A cursory glance by anyone even remotely familiar with the Duke Lacrosse case of 2006 and its aftermath would easily conclude that the claims were not even intended to be taken seriously… yet, it was stamped and entered into the Durham civil case files as though it was legitimate. Those perpetrating this hoax did so in order to ridicule and disparage Mangum, and possibly to poke fun at her for her decision to take control of her destiny and legally represent herself.

Those responsible for the fraudulent filing of the motion in a Federal Court, however, do not realize the seriousness of their actions in using the U.S. Postal Service to mail the document which contains at least two forgeries. This does not represent a harmless joke, but it is a federal crime with dire consequences to those who authored and sent the legal motion. We’re talking F.B.I. serious.

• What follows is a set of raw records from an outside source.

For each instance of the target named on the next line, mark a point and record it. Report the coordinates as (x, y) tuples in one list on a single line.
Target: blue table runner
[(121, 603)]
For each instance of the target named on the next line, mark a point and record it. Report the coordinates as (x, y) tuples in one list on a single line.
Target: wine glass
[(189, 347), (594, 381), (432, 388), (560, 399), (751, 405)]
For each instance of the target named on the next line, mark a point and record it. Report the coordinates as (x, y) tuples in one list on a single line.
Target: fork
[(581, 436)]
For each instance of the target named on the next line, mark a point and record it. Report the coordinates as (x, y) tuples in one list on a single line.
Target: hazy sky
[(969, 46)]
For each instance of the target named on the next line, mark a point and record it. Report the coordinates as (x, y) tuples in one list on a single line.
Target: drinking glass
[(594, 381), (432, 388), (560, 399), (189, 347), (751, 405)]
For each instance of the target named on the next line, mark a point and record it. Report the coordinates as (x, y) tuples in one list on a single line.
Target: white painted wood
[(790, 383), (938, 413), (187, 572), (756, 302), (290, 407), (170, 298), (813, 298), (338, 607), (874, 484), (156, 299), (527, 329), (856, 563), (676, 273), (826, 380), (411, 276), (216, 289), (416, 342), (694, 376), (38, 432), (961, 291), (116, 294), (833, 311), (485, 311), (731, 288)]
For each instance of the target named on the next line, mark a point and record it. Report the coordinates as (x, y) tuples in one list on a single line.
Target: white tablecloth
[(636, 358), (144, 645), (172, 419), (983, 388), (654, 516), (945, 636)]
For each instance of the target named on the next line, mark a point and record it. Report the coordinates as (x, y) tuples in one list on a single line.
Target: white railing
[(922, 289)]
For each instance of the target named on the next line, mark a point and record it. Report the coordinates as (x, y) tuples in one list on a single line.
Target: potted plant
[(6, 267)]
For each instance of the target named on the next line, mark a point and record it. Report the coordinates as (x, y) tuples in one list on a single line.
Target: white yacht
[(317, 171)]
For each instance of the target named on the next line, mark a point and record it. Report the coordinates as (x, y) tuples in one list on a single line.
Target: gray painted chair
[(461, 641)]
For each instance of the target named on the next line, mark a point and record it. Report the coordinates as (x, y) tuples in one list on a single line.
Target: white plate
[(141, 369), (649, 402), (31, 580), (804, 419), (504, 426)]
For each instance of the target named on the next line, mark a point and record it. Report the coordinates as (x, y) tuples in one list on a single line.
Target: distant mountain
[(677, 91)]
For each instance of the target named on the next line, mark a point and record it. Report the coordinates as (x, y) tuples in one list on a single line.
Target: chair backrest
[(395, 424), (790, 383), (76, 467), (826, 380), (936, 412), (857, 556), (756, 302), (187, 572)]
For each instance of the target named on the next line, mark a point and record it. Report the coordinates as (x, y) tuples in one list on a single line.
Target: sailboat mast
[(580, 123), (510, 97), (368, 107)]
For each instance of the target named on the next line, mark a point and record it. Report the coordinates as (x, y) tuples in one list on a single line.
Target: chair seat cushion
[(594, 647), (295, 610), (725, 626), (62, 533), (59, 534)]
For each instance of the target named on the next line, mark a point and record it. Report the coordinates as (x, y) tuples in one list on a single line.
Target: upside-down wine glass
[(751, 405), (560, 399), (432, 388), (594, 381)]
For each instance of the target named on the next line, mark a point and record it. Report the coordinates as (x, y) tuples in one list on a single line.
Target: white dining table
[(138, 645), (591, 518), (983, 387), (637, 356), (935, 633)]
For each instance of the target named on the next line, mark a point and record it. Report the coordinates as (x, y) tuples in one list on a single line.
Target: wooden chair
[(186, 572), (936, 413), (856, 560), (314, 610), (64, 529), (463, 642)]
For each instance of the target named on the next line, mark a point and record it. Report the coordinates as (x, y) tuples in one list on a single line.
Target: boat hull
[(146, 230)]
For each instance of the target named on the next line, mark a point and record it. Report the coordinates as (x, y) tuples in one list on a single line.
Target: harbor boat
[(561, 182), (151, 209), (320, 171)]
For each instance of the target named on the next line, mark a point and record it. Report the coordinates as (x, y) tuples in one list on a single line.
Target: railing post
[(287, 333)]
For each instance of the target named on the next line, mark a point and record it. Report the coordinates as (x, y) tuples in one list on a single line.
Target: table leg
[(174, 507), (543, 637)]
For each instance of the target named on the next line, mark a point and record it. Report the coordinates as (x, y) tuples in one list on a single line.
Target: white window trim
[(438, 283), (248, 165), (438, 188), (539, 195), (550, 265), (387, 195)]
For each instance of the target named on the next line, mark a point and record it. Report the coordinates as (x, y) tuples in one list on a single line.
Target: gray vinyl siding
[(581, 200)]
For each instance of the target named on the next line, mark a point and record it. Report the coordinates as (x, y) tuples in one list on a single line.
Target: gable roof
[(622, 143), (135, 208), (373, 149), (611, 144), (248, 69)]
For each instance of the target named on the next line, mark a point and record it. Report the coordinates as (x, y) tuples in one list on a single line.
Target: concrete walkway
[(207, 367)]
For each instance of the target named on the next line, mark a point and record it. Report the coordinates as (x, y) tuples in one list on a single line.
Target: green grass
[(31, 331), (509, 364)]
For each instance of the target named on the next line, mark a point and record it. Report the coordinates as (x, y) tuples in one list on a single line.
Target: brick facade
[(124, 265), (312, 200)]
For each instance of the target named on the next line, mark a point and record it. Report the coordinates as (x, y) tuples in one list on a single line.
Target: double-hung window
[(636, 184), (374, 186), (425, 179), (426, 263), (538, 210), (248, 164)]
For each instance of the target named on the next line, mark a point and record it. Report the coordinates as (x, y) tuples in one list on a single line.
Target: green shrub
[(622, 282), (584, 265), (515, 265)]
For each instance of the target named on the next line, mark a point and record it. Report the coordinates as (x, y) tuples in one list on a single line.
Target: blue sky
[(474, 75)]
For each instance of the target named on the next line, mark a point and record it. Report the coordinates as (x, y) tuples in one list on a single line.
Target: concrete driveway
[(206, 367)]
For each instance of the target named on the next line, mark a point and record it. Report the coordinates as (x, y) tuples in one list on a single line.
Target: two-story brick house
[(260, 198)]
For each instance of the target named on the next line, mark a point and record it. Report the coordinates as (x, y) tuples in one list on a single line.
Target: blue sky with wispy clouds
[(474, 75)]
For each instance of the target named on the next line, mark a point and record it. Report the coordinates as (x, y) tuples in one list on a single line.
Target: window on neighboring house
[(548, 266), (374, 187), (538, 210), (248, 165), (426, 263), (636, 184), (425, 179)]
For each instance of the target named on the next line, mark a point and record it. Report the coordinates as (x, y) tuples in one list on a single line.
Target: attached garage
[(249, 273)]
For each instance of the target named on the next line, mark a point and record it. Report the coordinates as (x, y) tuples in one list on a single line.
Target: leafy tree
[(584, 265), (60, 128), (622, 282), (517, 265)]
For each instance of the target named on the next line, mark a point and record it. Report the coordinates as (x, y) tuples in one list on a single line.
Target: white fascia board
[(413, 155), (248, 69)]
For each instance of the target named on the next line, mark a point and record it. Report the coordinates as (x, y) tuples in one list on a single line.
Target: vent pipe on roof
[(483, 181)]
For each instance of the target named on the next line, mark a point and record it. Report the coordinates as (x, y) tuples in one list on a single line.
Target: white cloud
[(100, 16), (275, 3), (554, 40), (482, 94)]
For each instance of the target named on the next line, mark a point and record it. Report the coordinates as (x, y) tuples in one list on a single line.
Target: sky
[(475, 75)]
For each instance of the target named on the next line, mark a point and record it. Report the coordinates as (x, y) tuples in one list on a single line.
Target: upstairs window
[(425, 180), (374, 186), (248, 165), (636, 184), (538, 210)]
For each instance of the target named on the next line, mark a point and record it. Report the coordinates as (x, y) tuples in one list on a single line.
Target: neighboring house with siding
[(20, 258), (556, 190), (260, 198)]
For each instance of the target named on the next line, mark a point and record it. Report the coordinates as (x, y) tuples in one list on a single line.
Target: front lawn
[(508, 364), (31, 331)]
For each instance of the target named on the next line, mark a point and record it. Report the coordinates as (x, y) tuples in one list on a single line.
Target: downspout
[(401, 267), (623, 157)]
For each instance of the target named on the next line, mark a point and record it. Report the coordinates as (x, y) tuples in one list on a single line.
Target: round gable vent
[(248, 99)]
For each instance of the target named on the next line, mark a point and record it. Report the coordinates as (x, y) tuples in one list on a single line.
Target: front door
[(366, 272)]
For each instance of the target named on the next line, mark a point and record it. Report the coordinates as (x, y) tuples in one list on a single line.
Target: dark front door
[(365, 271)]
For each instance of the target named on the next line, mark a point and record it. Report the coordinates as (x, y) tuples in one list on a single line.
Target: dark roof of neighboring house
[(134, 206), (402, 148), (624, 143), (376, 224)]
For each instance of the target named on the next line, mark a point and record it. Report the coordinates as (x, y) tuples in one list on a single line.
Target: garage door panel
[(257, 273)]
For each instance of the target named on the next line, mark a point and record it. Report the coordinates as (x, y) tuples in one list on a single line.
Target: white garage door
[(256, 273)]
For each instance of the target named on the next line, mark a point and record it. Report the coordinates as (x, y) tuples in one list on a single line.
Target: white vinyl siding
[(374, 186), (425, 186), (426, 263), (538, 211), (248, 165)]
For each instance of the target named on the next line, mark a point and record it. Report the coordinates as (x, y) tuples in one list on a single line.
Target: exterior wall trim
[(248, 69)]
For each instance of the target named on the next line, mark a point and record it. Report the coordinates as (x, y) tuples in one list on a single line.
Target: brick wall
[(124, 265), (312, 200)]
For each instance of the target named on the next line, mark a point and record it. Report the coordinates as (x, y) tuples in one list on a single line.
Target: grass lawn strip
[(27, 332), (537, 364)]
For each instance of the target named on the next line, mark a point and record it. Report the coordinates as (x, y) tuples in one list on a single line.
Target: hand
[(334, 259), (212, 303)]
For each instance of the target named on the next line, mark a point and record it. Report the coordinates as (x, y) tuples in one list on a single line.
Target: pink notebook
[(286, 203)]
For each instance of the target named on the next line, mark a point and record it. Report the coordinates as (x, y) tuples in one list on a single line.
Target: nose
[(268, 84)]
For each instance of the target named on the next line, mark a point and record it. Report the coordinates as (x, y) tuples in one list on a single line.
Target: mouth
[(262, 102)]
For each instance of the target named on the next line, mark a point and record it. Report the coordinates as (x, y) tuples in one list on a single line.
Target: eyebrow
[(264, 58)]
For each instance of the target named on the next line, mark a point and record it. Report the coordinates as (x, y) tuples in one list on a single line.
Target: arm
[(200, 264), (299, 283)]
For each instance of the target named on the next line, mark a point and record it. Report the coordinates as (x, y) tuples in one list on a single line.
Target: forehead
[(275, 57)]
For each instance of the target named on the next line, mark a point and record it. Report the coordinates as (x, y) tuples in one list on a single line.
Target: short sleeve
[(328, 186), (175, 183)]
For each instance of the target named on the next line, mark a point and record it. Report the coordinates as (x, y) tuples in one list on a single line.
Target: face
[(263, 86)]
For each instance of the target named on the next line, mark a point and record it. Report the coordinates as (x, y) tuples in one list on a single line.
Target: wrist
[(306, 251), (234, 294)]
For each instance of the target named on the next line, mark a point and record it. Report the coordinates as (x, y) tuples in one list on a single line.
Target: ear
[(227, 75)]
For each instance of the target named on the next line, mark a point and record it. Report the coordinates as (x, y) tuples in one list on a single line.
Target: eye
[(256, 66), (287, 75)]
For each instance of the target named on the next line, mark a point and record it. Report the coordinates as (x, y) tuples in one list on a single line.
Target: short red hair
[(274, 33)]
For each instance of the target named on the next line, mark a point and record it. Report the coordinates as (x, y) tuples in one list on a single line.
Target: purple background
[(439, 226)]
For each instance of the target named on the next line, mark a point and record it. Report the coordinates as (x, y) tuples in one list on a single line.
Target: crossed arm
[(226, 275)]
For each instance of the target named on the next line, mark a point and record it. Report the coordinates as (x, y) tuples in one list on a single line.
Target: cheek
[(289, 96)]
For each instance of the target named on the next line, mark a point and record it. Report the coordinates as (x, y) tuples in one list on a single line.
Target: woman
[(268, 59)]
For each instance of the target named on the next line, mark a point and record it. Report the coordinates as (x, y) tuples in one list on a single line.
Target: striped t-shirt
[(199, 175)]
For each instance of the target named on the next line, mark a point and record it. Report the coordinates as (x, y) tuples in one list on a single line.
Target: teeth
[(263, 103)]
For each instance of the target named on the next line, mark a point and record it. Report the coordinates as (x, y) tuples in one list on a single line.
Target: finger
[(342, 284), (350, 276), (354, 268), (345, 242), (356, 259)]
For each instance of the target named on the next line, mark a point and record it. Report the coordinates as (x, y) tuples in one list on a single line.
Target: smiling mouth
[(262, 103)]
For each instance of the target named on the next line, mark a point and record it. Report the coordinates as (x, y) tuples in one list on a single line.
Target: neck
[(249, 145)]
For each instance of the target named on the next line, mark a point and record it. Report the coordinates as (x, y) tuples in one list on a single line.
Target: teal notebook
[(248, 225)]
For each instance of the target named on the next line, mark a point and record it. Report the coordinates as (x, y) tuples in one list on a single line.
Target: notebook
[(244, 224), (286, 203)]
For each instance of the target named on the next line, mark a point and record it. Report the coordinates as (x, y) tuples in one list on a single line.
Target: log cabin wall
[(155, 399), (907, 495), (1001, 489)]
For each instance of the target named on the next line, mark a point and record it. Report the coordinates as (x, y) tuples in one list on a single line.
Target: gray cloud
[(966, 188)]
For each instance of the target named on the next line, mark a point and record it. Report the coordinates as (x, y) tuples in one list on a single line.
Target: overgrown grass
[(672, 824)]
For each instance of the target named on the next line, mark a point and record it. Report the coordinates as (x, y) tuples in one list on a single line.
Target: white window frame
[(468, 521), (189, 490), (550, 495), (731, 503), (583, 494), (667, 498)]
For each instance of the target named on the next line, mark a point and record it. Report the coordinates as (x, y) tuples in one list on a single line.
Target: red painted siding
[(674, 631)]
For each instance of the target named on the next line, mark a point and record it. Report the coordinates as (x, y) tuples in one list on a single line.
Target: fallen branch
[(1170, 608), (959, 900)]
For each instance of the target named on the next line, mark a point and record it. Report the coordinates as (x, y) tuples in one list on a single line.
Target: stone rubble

The filed Motion to Intervene, which was fraudulently designed to make it appear as though Duke Lacrosse victim/accuser Crystal Mangum wrote it, mocked the state and the North Carolina justice system. The author(s) of the document had the audacity to file such an outrageous satirical Mangum-centered piece because the state and the media has laid the groundwork for such sophomoric behavior because of its slanted and singular rulings in the Duke Lacrosse case and the criminal cases against Mangum. The prejudicial reporting on those cases by the biased mainstream media has abetted in creating a circus legal atmosphere in which it is fair game to take pock shots at former Durham District Attorney Mike Nifong and Ms. Mangum with impunity.

Considering the current case against Mangum for example, what is one to think when a medical examiner provides a fraudulent autopsy report for the purpose of charging Mangum with a crime while covering up medical malpractice on the part of Duke University Hospital staff… and when a trumped up larceny of chose in action charge is used to ratchet up the murder to first degree through use of the devious “felony-murder rule”? Along with the unjust disbarment of Mike Nifong and legal persecution of Mike Nifong, it is no wonder that the North Carolina justice system has become the laughing stock of the nation.

Although this filing was meant as malicious entertainment and was not taken serious by those well acquainted with Mangum, Nifong, the Duke Lacrosse case, and cases related to them, evidently one of Reade Seligmann’s attorneys is trying very hard to believe the motion is legit. Giving credence to the document as coming from the Duke Lacrosse victim/accuser, attorney Richard Emery suggested that Mangum is “as delusional now as she has been from the outset of this case.” This statement by Mr. Emery is itself a rush to judge the document’s veracity, and in an unprofessional and malicious way uses it to viciously malign Mangum with accusations that are not supported by fact.

Although the article that appeared in The Herald-Sun did contained an error of fact in stating that the three Duke Lacrosse defendants were exonerated, it deserves kudos for publishing the article to let the public know how low those in the anti-Nifong/Mangum camp will stoop to malign them. Even though the article did not contain a quote or comment from Mangum denying any role in that filing, Ray Gronberg has assured me that a follow-up article will give her side of this bizarre occurrence… date of publication around November 2-3, 2012.

It is rare that the mainstream media will expose the hateful and evil transgressions against Nifong and Mangum, and my hat goes off to The Herald-Sun for its news article in unveiling the false and malevolent document, which might have otherwise gone unchallenged throughout the Duke case as being a truthful part of the legal dialogue.